I have to provide the definition of a arbitrarly nested data set with recursive types so that I do not fall in the Russel's paradox by its definition. The implementation in OCaml that came into my mind is the following one (*):

type e = E of id | L of l
and l = B of id | I of e * l;;

This means that:

• e is a type that could be either an id or a list l, where:
• any list l is a list of elements in e, terminated by an id

Since it is typed in OCaml, I assume that this definition is compliant. This means that, if I want to reproduce the data structure:

$$\{\{1,2\}_{B=55},3,4,\{6\}_{B=66}\}_{B=0}$$

then I could write something like:

I (L (I (E 1, I (E 2, B 55))), I (
   E 3, I (
   E 4, I (
   L (I (E 6, B 66)), 
B 0))))

Since I want to provide the most intuitive definition of (*) that could be read by any person that does not know type theory but only knows set theory, I'm wondering how to express a recursive data type in such theory. Please note that my target are people not coming from logic field, so they understand set theory but do not understand type theory.

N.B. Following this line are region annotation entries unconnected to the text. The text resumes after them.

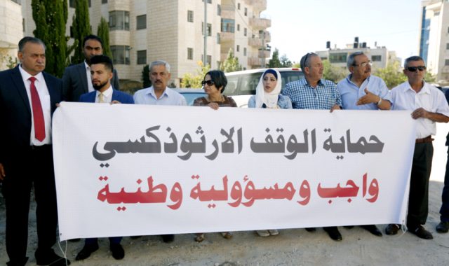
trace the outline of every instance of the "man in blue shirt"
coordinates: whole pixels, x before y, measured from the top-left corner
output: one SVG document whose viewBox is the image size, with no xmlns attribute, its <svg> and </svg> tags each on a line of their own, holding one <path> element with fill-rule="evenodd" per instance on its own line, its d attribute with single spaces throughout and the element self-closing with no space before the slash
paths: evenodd
<svg viewBox="0 0 449 266">
<path fill-rule="evenodd" d="M 293 109 L 330 109 L 330 113 L 342 109 L 342 98 L 337 85 L 330 80 L 322 79 L 324 66 L 318 55 L 309 52 L 301 58 L 300 63 L 304 78 L 287 84 L 282 92 L 292 100 Z M 336 226 L 323 229 L 333 240 L 342 239 Z M 306 228 L 306 230 L 315 232 L 316 229 Z"/>
<path fill-rule="evenodd" d="M 337 88 L 346 110 L 389 110 L 390 95 L 385 82 L 371 76 L 371 65 L 363 52 L 356 52 L 348 57 L 347 66 L 351 74 L 338 83 Z M 361 225 L 371 234 L 382 237 L 374 225 Z M 345 226 L 351 229 L 354 226 Z"/>
</svg>

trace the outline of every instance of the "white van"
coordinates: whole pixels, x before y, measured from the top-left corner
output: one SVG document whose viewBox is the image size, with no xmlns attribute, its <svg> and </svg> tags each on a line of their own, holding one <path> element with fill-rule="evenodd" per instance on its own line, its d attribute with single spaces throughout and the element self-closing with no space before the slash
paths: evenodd
<svg viewBox="0 0 449 266">
<path fill-rule="evenodd" d="M 239 107 L 248 107 L 248 101 L 255 94 L 255 88 L 259 83 L 262 74 L 268 69 L 244 70 L 242 71 L 226 73 L 227 85 L 223 94 L 230 96 L 236 101 Z M 273 69 L 282 76 L 282 90 L 286 84 L 304 78 L 301 69 Z M 282 92 L 281 90 L 281 92 Z"/>
</svg>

Moreover, the set theory used must be the most simple as possible.

I was trying to define something like this:

$$\begin{cases} e \overset{def}{=} (\mathbb{ID}\times\{\textbf{0}\} \cup \ell\times\{\textbf{1}\})\\ \ell \overset{def}{=} \mathbb{ID}\times\{\textbf{0}\} \cup (e \times \ell)\times\{\textbf{1}\}\\ \end{cases}$$

Is there something more simple and intuitive in order to represent nested-well-typed set within set theory?

EDIT

This means that, even supposing that I could always distinguish and id ($\mathbb{ID}$) from a list ($L$) and hence supposing that even this other solution is acceptable:

$$\ell \overset{def}{=} \mathbb{ID} \cup ((\mathbb{ID} \cup \ell)\ \times \ell)$$

I'm still wondering if if there is something more simple than that.

Answer 1

There is a standard way of representing arbitrarily nested sets inside a type theory -- this is done by reprenting sets as pointed graphs with bisimulation giving the equality between "sets". (This was first done, I think, by Miquel)

As for implementing this in an actual programming language, probably the best way is by considering a very particular type of pointed graph -- a tree structure! In Haskell, for instance, you might define:

data NestedSet A = Nesting [Either (NestedSet A) A]

For example, we might represent $\{ \{ 1, 2 \}, 3, 4, \{ 6 \} \}$ as:

Nesting [Left (Nesting [1,2]), Right 3, Right 4, Left (Nesting [6])]

Intuitively, to give a (finite) set, we may simply list its elements, so we do so with the Nesting constructor, and the elements of a nested set may either be simple elements A, or other nested sets NestedSet A.